With gasoline prices at more than $2 a gallon this summer, there is at least one bit of good news for drivers: the cost of auto insurance is starting to fall. State Farm, the nation's largest insurer, and two other big auto insurers, USAA and the Farmers Insurance Group, are cutting prices in many states and dozens of other insurers across the country are following their lead, industry experts say.
"Millions of drivers are going to see the cost of auto insurance fall this year," said Robert P. Hartwig, the chief economist of the Insurance Information Institute, a trade organization in New York. Rather than announcing across-the-board rate decreases, insurers including giants like Allstate, Progressive and Geico are more aggressively offering lower prices to customers with good driving records and significantly raising prices for those who have been involved in crashes or have received tickets for speeding and other violations.
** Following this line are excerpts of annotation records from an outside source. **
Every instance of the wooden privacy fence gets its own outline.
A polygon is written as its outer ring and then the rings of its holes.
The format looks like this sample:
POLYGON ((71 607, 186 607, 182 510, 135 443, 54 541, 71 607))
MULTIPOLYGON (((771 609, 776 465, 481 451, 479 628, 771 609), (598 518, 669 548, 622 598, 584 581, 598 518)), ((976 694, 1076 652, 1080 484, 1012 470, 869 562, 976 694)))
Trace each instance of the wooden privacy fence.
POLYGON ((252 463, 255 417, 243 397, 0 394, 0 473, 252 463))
Since most drivers fall into favorably rated categories, the net result is expected to be lower costs for millions of drivers.
"Many of the national players are strategically reducing rates," said Anthony Diodato, a supervisor of analysts at A. M. Best, a source of data on insurance.
Over all, the average cost of insurance is still increasing, albeit at a much lower rate: instead of last year's average rise of 7.8 percent, prices for auto coverage across the country are expected to increase by 3.5 percent, according to the Insurance Information Institute. The rate reductions are expected to apply to all categories of passenger vehicles, from tiny compacts to monster S.U.V.'s, and should be felt across the country over the next 12 months.